Sering kali, kita lupa akan hal itu. Dan menyebabkan ketidak berdayaan diri yang terpampang nyata. Bahkan, untuk hal sepele seperti mengatakan kata tidak dalam menolak ajakan atau bentuk tawaran dari seseorang, kita malah enggan untuk mengatakan kata tidak dengan dalih bahwa merasa tidak enak menolak tawaran orang itu, padahal kita sendiri sebenarnya tidak ingin pergi. Hal ini menandakan bahwa kita kurang dalam memahami diri.
Yang paling tidak menyenangkan saat kita terbiasa untuk tidak menolak, orang akan menganggap kita sebagai orang yang mudah di doktrin atau diperintah. Rasanya pasti tidak menyenangkan, bukan?
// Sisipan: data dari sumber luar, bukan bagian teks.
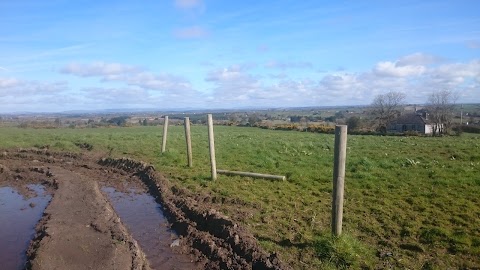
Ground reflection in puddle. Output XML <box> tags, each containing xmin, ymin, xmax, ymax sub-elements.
<box><xmin>102</xmin><ymin>187</ymin><xmax>196</xmax><ymax>269</ymax></box>
<box><xmin>0</xmin><ymin>185</ymin><xmax>51</xmax><ymax>269</ymax></box>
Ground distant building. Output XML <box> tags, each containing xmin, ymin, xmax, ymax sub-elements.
<box><xmin>388</xmin><ymin>109</ymin><xmax>433</xmax><ymax>134</ymax></box>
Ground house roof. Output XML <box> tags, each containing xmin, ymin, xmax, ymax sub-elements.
<box><xmin>393</xmin><ymin>113</ymin><xmax>430</xmax><ymax>125</ymax></box>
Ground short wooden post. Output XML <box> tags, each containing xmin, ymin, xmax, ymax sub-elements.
<box><xmin>184</xmin><ymin>117</ymin><xmax>193</xmax><ymax>167</ymax></box>
<box><xmin>162</xmin><ymin>115</ymin><xmax>168</xmax><ymax>153</ymax></box>
<box><xmin>332</xmin><ymin>125</ymin><xmax>347</xmax><ymax>236</ymax></box>
<box><xmin>207</xmin><ymin>114</ymin><xmax>217</xmax><ymax>180</ymax></box>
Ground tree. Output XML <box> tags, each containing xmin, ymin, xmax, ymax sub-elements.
<box><xmin>427</xmin><ymin>90</ymin><xmax>458</xmax><ymax>136</ymax></box>
<box><xmin>371</xmin><ymin>91</ymin><xmax>406</xmax><ymax>132</ymax></box>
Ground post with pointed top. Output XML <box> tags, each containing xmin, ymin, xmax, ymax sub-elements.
<box><xmin>332</xmin><ymin>125</ymin><xmax>347</xmax><ymax>236</ymax></box>
<box><xmin>207</xmin><ymin>114</ymin><xmax>217</xmax><ymax>181</ymax></box>
<box><xmin>162</xmin><ymin>115</ymin><xmax>168</xmax><ymax>153</ymax></box>
<box><xmin>185</xmin><ymin>117</ymin><xmax>193</xmax><ymax>167</ymax></box>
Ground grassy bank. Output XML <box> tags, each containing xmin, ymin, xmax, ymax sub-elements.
<box><xmin>0</xmin><ymin>126</ymin><xmax>480</xmax><ymax>269</ymax></box>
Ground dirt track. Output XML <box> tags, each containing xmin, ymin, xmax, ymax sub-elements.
<box><xmin>0</xmin><ymin>149</ymin><xmax>289</xmax><ymax>269</ymax></box>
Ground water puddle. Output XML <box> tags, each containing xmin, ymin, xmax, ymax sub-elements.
<box><xmin>102</xmin><ymin>187</ymin><xmax>196</xmax><ymax>269</ymax></box>
<box><xmin>0</xmin><ymin>185</ymin><xmax>51</xmax><ymax>269</ymax></box>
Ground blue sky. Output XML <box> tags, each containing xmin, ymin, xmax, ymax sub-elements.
<box><xmin>0</xmin><ymin>0</ymin><xmax>480</xmax><ymax>112</ymax></box>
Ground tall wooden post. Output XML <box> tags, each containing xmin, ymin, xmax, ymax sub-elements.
<box><xmin>332</xmin><ymin>125</ymin><xmax>347</xmax><ymax>236</ymax></box>
<box><xmin>162</xmin><ymin>115</ymin><xmax>168</xmax><ymax>153</ymax></box>
<box><xmin>207</xmin><ymin>114</ymin><xmax>217</xmax><ymax>180</ymax></box>
<box><xmin>184</xmin><ymin>117</ymin><xmax>193</xmax><ymax>167</ymax></box>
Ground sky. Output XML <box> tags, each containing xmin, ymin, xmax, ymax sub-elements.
<box><xmin>0</xmin><ymin>0</ymin><xmax>480</xmax><ymax>113</ymax></box>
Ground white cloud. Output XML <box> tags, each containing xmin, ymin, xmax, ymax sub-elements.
<box><xmin>0</xmin><ymin>78</ymin><xmax>68</xmax><ymax>99</ymax></box>
<box><xmin>61</xmin><ymin>62</ymin><xmax>194</xmax><ymax>94</ymax></box>
<box><xmin>467</xmin><ymin>40</ymin><xmax>480</xmax><ymax>49</ymax></box>
<box><xmin>396</xmin><ymin>52</ymin><xmax>443</xmax><ymax>67</ymax></box>
<box><xmin>373</xmin><ymin>61</ymin><xmax>426</xmax><ymax>77</ymax></box>
<box><xmin>60</xmin><ymin>62</ymin><xmax>140</xmax><ymax>77</ymax></box>
<box><xmin>173</xmin><ymin>25</ymin><xmax>208</xmax><ymax>39</ymax></box>
<box><xmin>175</xmin><ymin>0</ymin><xmax>203</xmax><ymax>9</ymax></box>
<box><xmin>0</xmin><ymin>78</ymin><xmax>20</xmax><ymax>89</ymax></box>
<box><xmin>206</xmin><ymin>54</ymin><xmax>480</xmax><ymax>106</ymax></box>
<box><xmin>265</xmin><ymin>60</ymin><xmax>313</xmax><ymax>70</ymax></box>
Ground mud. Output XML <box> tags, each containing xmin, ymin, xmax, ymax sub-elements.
<box><xmin>0</xmin><ymin>149</ymin><xmax>290</xmax><ymax>269</ymax></box>
<box><xmin>0</xmin><ymin>184</ymin><xmax>51</xmax><ymax>269</ymax></box>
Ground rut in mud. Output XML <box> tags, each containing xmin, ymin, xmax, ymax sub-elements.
<box><xmin>0</xmin><ymin>149</ymin><xmax>289</xmax><ymax>269</ymax></box>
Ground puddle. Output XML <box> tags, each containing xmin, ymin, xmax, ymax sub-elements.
<box><xmin>102</xmin><ymin>187</ymin><xmax>197</xmax><ymax>269</ymax></box>
<box><xmin>0</xmin><ymin>185</ymin><xmax>51</xmax><ymax>270</ymax></box>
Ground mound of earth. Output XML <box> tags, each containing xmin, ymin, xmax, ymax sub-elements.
<box><xmin>0</xmin><ymin>149</ymin><xmax>290</xmax><ymax>269</ymax></box>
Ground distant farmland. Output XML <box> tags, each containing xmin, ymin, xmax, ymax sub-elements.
<box><xmin>0</xmin><ymin>125</ymin><xmax>480</xmax><ymax>269</ymax></box>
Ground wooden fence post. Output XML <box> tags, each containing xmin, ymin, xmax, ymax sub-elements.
<box><xmin>162</xmin><ymin>115</ymin><xmax>168</xmax><ymax>153</ymax></box>
<box><xmin>184</xmin><ymin>117</ymin><xmax>193</xmax><ymax>167</ymax></box>
<box><xmin>207</xmin><ymin>114</ymin><xmax>217</xmax><ymax>180</ymax></box>
<box><xmin>332</xmin><ymin>125</ymin><xmax>347</xmax><ymax>236</ymax></box>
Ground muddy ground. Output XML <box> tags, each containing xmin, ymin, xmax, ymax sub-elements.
<box><xmin>0</xmin><ymin>149</ymin><xmax>289</xmax><ymax>269</ymax></box>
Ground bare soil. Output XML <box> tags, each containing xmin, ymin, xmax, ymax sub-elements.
<box><xmin>0</xmin><ymin>149</ymin><xmax>290</xmax><ymax>269</ymax></box>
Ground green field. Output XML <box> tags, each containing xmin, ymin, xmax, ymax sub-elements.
<box><xmin>0</xmin><ymin>126</ymin><xmax>480</xmax><ymax>269</ymax></box>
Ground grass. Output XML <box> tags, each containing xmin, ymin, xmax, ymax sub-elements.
<box><xmin>0</xmin><ymin>126</ymin><xmax>480</xmax><ymax>269</ymax></box>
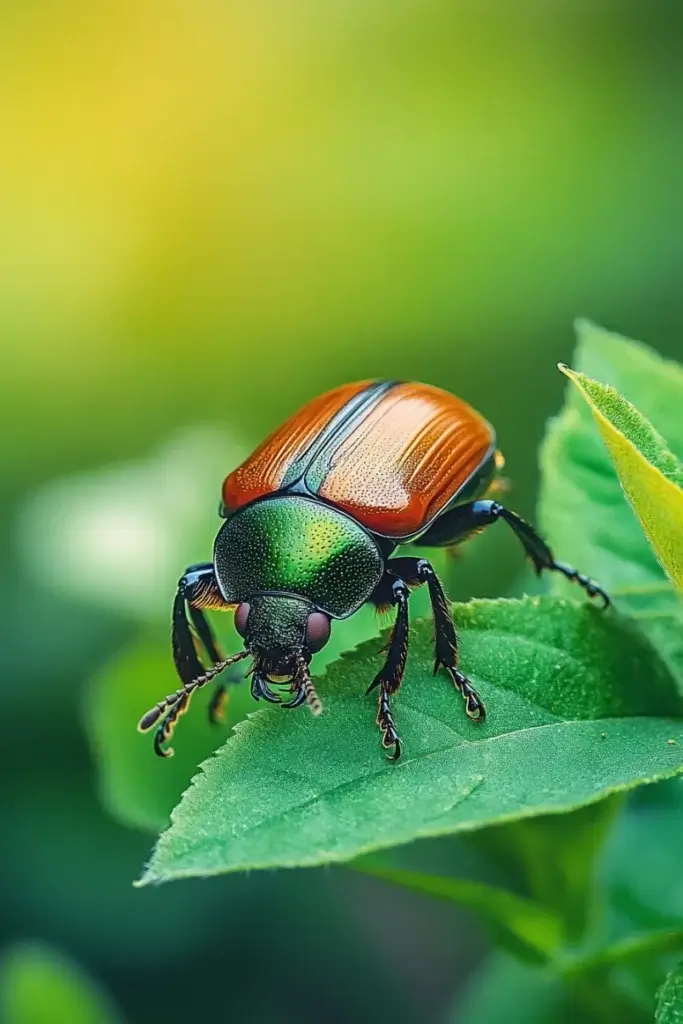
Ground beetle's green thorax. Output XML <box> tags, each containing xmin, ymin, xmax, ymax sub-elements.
<box><xmin>214</xmin><ymin>495</ymin><xmax>384</xmax><ymax>618</ymax></box>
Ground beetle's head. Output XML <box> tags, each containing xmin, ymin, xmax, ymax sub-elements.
<box><xmin>234</xmin><ymin>594</ymin><xmax>330</xmax><ymax>702</ymax></box>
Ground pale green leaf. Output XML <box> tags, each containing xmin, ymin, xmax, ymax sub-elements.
<box><xmin>470</xmin><ymin>794</ymin><xmax>623</xmax><ymax>939</ymax></box>
<box><xmin>136</xmin><ymin>598</ymin><xmax>683</xmax><ymax>882</ymax></box>
<box><xmin>655</xmin><ymin>963</ymin><xmax>683</xmax><ymax>1024</ymax></box>
<box><xmin>352</xmin><ymin>857</ymin><xmax>563</xmax><ymax>963</ymax></box>
<box><xmin>0</xmin><ymin>945</ymin><xmax>121</xmax><ymax>1024</ymax></box>
<box><xmin>561</xmin><ymin>367</ymin><xmax>683</xmax><ymax>589</ymax></box>
<box><xmin>539</xmin><ymin>322</ymin><xmax>683</xmax><ymax>596</ymax></box>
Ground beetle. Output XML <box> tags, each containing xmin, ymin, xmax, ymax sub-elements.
<box><xmin>138</xmin><ymin>381</ymin><xmax>609</xmax><ymax>761</ymax></box>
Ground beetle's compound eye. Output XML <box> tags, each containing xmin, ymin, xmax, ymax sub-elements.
<box><xmin>234</xmin><ymin>601</ymin><xmax>249</xmax><ymax>637</ymax></box>
<box><xmin>306</xmin><ymin>611</ymin><xmax>330</xmax><ymax>654</ymax></box>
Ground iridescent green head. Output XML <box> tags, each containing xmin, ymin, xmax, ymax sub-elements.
<box><xmin>214</xmin><ymin>495</ymin><xmax>384</xmax><ymax>696</ymax></box>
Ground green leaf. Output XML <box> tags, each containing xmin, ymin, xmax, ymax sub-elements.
<box><xmin>137</xmin><ymin>597</ymin><xmax>683</xmax><ymax>882</ymax></box>
<box><xmin>449</xmin><ymin>954</ymin><xmax>651</xmax><ymax>1024</ymax></box>
<box><xmin>654</xmin><ymin>964</ymin><xmax>683</xmax><ymax>1024</ymax></box>
<box><xmin>539</xmin><ymin>322</ymin><xmax>683</xmax><ymax>596</ymax></box>
<box><xmin>351</xmin><ymin>857</ymin><xmax>562</xmax><ymax>963</ymax></box>
<box><xmin>0</xmin><ymin>945</ymin><xmax>121</xmax><ymax>1024</ymax></box>
<box><xmin>560</xmin><ymin>367</ymin><xmax>683</xmax><ymax>589</ymax></box>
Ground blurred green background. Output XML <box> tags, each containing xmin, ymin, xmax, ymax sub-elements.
<box><xmin>0</xmin><ymin>0</ymin><xmax>683</xmax><ymax>1024</ymax></box>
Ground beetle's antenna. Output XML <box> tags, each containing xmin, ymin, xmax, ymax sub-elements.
<box><xmin>297</xmin><ymin>654</ymin><xmax>323</xmax><ymax>717</ymax></box>
<box><xmin>137</xmin><ymin>650</ymin><xmax>249</xmax><ymax>732</ymax></box>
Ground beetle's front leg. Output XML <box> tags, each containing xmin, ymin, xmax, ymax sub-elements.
<box><xmin>140</xmin><ymin>562</ymin><xmax>246</xmax><ymax>757</ymax></box>
<box><xmin>387</xmin><ymin>558</ymin><xmax>486</xmax><ymax>722</ymax></box>
<box><xmin>368</xmin><ymin>572</ymin><xmax>410</xmax><ymax>761</ymax></box>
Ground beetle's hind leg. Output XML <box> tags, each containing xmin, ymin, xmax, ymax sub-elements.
<box><xmin>414</xmin><ymin>499</ymin><xmax>609</xmax><ymax>607</ymax></box>
<box><xmin>368</xmin><ymin>577</ymin><xmax>410</xmax><ymax>761</ymax></box>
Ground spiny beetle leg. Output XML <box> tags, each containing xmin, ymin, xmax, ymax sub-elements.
<box><xmin>155</xmin><ymin>690</ymin><xmax>194</xmax><ymax>758</ymax></box>
<box><xmin>549</xmin><ymin>562</ymin><xmax>611</xmax><ymax>608</ymax></box>
<box><xmin>209</xmin><ymin>683</ymin><xmax>229</xmax><ymax>725</ymax></box>
<box><xmin>377</xmin><ymin>685</ymin><xmax>401</xmax><ymax>761</ymax></box>
<box><xmin>368</xmin><ymin>577</ymin><xmax>410</xmax><ymax>761</ymax></box>
<box><xmin>251</xmin><ymin>672</ymin><xmax>282</xmax><ymax>703</ymax></box>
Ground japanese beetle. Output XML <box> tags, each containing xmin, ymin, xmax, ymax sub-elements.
<box><xmin>138</xmin><ymin>381</ymin><xmax>608</xmax><ymax>760</ymax></box>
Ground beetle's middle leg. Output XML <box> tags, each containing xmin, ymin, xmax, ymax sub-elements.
<box><xmin>368</xmin><ymin>577</ymin><xmax>410</xmax><ymax>761</ymax></box>
<box><xmin>387</xmin><ymin>558</ymin><xmax>486</xmax><ymax>722</ymax></box>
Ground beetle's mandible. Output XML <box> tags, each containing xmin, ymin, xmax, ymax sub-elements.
<box><xmin>138</xmin><ymin>381</ymin><xmax>609</xmax><ymax>761</ymax></box>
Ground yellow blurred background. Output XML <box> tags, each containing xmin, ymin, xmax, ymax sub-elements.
<box><xmin>0</xmin><ymin>0</ymin><xmax>683</xmax><ymax>1024</ymax></box>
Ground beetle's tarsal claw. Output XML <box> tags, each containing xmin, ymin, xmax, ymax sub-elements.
<box><xmin>283</xmin><ymin>686</ymin><xmax>306</xmax><ymax>708</ymax></box>
<box><xmin>383</xmin><ymin>736</ymin><xmax>402</xmax><ymax>761</ymax></box>
<box><xmin>251</xmin><ymin>672</ymin><xmax>282</xmax><ymax>703</ymax></box>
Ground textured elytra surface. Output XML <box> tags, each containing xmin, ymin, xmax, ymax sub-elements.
<box><xmin>137</xmin><ymin>598</ymin><xmax>683</xmax><ymax>882</ymax></box>
<box><xmin>223</xmin><ymin>381</ymin><xmax>495</xmax><ymax>538</ymax></box>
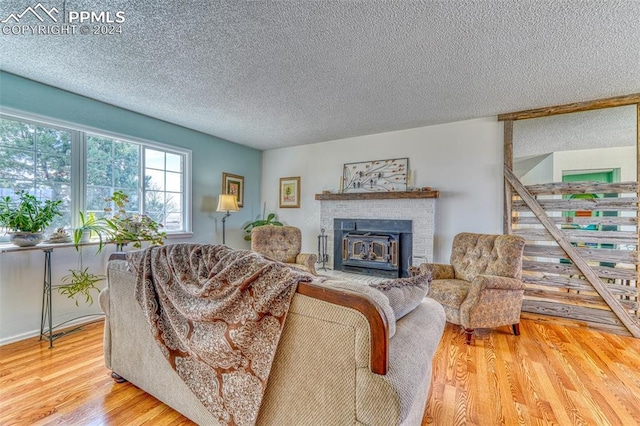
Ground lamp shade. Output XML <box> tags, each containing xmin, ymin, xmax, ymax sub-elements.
<box><xmin>217</xmin><ymin>194</ymin><xmax>240</xmax><ymax>212</ymax></box>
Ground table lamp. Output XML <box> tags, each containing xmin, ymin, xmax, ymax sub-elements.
<box><xmin>216</xmin><ymin>194</ymin><xmax>240</xmax><ymax>244</ymax></box>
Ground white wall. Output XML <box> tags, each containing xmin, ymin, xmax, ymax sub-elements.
<box><xmin>262</xmin><ymin>118</ymin><xmax>503</xmax><ymax>262</ymax></box>
<box><xmin>553</xmin><ymin>146</ymin><xmax>636</xmax><ymax>182</ymax></box>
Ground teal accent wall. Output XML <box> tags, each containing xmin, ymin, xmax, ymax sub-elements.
<box><xmin>0</xmin><ymin>71</ymin><xmax>262</xmax><ymax>248</ymax></box>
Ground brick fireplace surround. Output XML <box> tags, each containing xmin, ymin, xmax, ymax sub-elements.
<box><xmin>316</xmin><ymin>191</ymin><xmax>439</xmax><ymax>268</ymax></box>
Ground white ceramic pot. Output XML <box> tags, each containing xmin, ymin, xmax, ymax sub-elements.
<box><xmin>9</xmin><ymin>232</ymin><xmax>43</xmax><ymax>247</ymax></box>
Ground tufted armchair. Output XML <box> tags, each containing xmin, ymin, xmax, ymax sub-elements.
<box><xmin>251</xmin><ymin>225</ymin><xmax>318</xmax><ymax>275</ymax></box>
<box><xmin>420</xmin><ymin>233</ymin><xmax>525</xmax><ymax>344</ymax></box>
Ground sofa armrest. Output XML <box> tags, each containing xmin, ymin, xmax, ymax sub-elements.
<box><xmin>420</xmin><ymin>263</ymin><xmax>455</xmax><ymax>280</ymax></box>
<box><xmin>296</xmin><ymin>253</ymin><xmax>318</xmax><ymax>275</ymax></box>
<box><xmin>296</xmin><ymin>282</ymin><xmax>389</xmax><ymax>375</ymax></box>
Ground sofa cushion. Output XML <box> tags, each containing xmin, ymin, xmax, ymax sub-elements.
<box><xmin>370</xmin><ymin>273</ymin><xmax>431</xmax><ymax>321</ymax></box>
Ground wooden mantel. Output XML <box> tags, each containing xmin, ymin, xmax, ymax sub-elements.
<box><xmin>316</xmin><ymin>191</ymin><xmax>440</xmax><ymax>201</ymax></box>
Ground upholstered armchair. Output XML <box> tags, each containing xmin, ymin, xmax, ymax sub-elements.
<box><xmin>420</xmin><ymin>233</ymin><xmax>525</xmax><ymax>344</ymax></box>
<box><xmin>251</xmin><ymin>225</ymin><xmax>318</xmax><ymax>275</ymax></box>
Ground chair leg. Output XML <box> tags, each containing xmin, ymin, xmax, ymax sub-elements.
<box><xmin>511</xmin><ymin>323</ymin><xmax>520</xmax><ymax>336</ymax></box>
<box><xmin>464</xmin><ymin>328</ymin><xmax>473</xmax><ymax>345</ymax></box>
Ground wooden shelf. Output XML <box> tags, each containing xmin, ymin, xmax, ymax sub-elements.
<box><xmin>316</xmin><ymin>191</ymin><xmax>440</xmax><ymax>201</ymax></box>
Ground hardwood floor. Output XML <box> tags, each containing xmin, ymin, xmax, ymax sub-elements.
<box><xmin>0</xmin><ymin>320</ymin><xmax>640</xmax><ymax>426</ymax></box>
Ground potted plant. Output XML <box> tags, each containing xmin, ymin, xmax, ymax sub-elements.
<box><xmin>242</xmin><ymin>204</ymin><xmax>284</xmax><ymax>241</ymax></box>
<box><xmin>58</xmin><ymin>191</ymin><xmax>166</xmax><ymax>305</ymax></box>
<box><xmin>104</xmin><ymin>191</ymin><xmax>167</xmax><ymax>248</ymax></box>
<box><xmin>0</xmin><ymin>191</ymin><xmax>62</xmax><ymax>247</ymax></box>
<box><xmin>58</xmin><ymin>262</ymin><xmax>106</xmax><ymax>306</ymax></box>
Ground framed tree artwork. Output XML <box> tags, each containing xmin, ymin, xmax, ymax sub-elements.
<box><xmin>280</xmin><ymin>176</ymin><xmax>300</xmax><ymax>208</ymax></box>
<box><xmin>222</xmin><ymin>173</ymin><xmax>244</xmax><ymax>207</ymax></box>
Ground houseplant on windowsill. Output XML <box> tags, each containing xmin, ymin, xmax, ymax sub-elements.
<box><xmin>58</xmin><ymin>191</ymin><xmax>166</xmax><ymax>305</ymax></box>
<box><xmin>0</xmin><ymin>191</ymin><xmax>62</xmax><ymax>247</ymax></box>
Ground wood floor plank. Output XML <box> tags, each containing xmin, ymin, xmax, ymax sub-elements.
<box><xmin>0</xmin><ymin>319</ymin><xmax>640</xmax><ymax>426</ymax></box>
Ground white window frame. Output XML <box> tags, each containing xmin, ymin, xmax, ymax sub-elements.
<box><xmin>0</xmin><ymin>106</ymin><xmax>193</xmax><ymax>238</ymax></box>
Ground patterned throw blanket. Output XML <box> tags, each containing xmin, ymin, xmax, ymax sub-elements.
<box><xmin>127</xmin><ymin>244</ymin><xmax>313</xmax><ymax>425</ymax></box>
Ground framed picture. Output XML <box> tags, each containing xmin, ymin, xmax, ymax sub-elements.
<box><xmin>280</xmin><ymin>176</ymin><xmax>300</xmax><ymax>208</ymax></box>
<box><xmin>341</xmin><ymin>158</ymin><xmax>409</xmax><ymax>192</ymax></box>
<box><xmin>222</xmin><ymin>173</ymin><xmax>244</xmax><ymax>207</ymax></box>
Saya pernah berada pada posisi dimana saya tidak pernah menolak permohonan pertolongan yang seakan seperti sebuah perintah dari teman-teman saya. Walaupun sebenarnya mereka sering menganggap saya sebagai orang yang mudah untuk dimintai tolong hanya karena saya tidak pernah mengatakan kata tidak disetiap ajakan yang ada. Hal itu lah yang membuat saya sadar, ketika orang lain tidak memberikan feedback yang sama seperti apa yang telah saya berikan kepada mereka. Walaupun tidak seharusnya saya mengharapkan hal tersebut secara berlebihan, namun sebagai orang yang mempunyai perasaan itu adalah hal yang tidak menyenangkan.
Setelah saya tau bahawa itu juga merupakan bentuk closure, saya belajar untuk mengatakan kata tidak atas setiap tawaran dan juga ajakan itu. Bahkan, tak jarang saya memberikan begitu banyak alasan agar saya tidak mengikuti atau menerima tawaran ajakan tersebut. Lantas, apakah saya termasuk orang yang jahat?
Perlu digaris bawahi, menolak ajakan atau permintaan tolong seseorang yang sekiranya terlalu sering dan kita tidak mendapatkan feed back ataupun ketika berada dimasa sulit, mereka hanya melihat saja. Itu adalah pilihan. Egois sesekali juga diperlukan.
Di saat menolak, mungkin timbul rasa bersalah dan rasa lega secara bersamaan. Itu adalah bentuk dari memahami diri sendiri dalam arti yang sebenarnya. Memang, sebuah penolakan akan terasa menyakitkan bagi setiap orang, akan tetapi menjadi hal yang melegakan karena kita tidak terperangkap atas kehendak yang tidak kita inginkan.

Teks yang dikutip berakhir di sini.